* [PATCH bpf 1/2] bpf: put uprobe link's path and task in release callback
@ 2024-03-28 5:24 Andrii Nakryiko
2024-03-28 5:24 ` [PATCH bpf 2/2] bpf: support deferring bpf_link dealloc to after RCU grace period Andrii Nakryiko
2024-03-29 2:00 ` [PATCH bpf 1/2] bpf: put uprobe link's path and task in release callback patchwork-bot+netdevbpf
0 siblings, 2 replies; 4+ messages in thread
From: Andrii Nakryiko @ 2024-03-28 5:24 UTC (permalink / raw)
To: bpf, ast, daniel, martin.lau; +Cc: jolsa, Andrii Nakryiko
There is no need to delay putting either path or task to deallocation
step. It can be done right after bpf_uprobe_unregister. Between release
and dealloc, there could be still some running BPF programs, but they
don't access either task or path, only data in link->uprobes, so it is
safe to do.
On the other hand, doing path_put() in dealloc callback makes this
dealloc sleepable because path_put() itself might sleep. Which is
problematic due to the need to call uprobe's dealloc through call_rcu(),
which is what is done in the next bug fix patch.
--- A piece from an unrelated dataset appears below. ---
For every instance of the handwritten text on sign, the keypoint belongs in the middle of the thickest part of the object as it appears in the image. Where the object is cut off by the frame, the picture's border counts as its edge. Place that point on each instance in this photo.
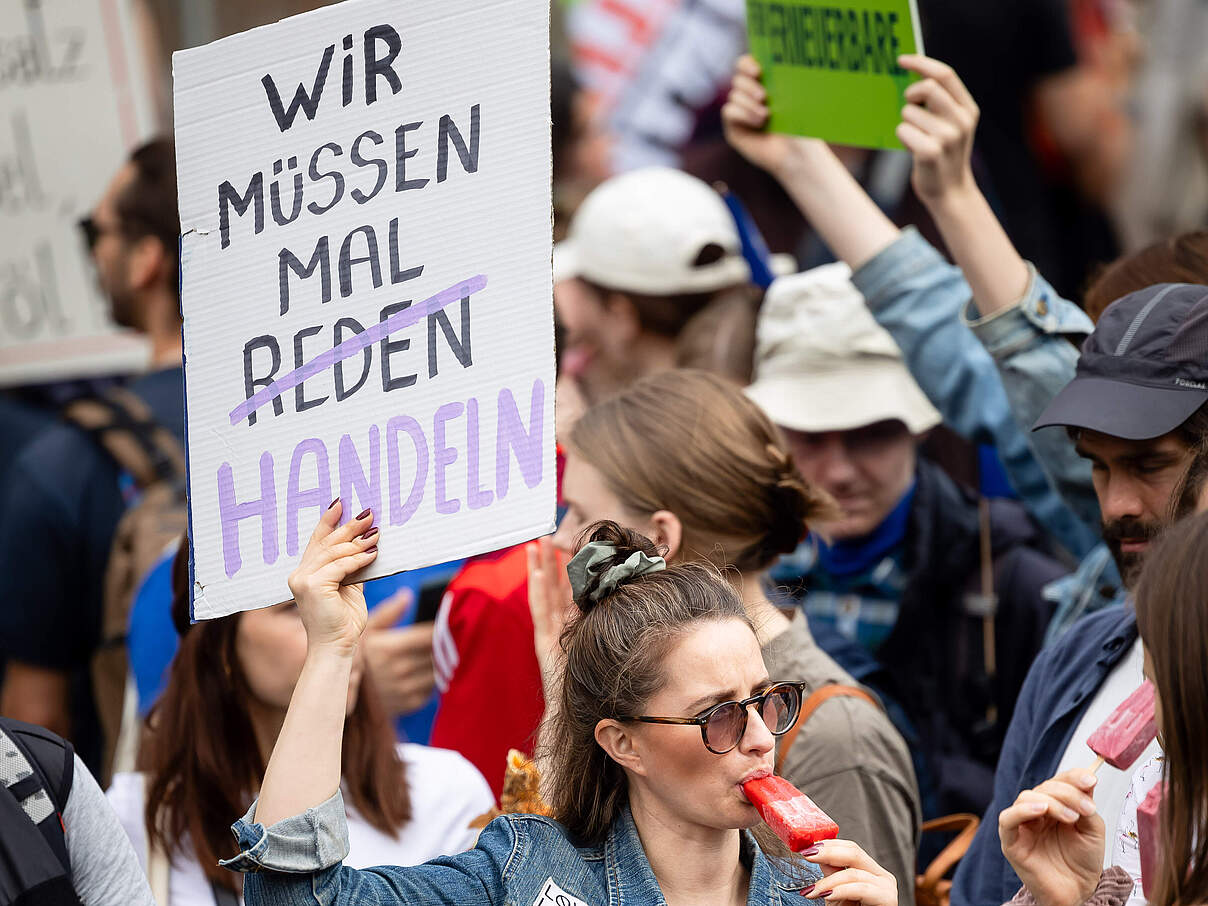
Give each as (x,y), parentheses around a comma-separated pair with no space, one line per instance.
(366,286)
So solve the problem by
releasing these resources early.
Signed-off-by: Andrii Nakryiko <andrii@kernel.org>
---
kernel/trace/bpf_trace.c | 6 +++---
1 file changed, 3 insertions(+), 3 deletions(-)
diff --git a/kernel/trace/bpf_trace.c b/kernel/trace/bpf_trace.c
index 0a5c4efc73c3..0b73fe5f7206 100644
--- a/kernel/trace/bpf_trace.c
+++ b/kernel/trace/bpf_trace.c
@@ -3157,6 +3157,9 @@ static void bpf_uprobe_multi_link_release(struct bpf_link *link)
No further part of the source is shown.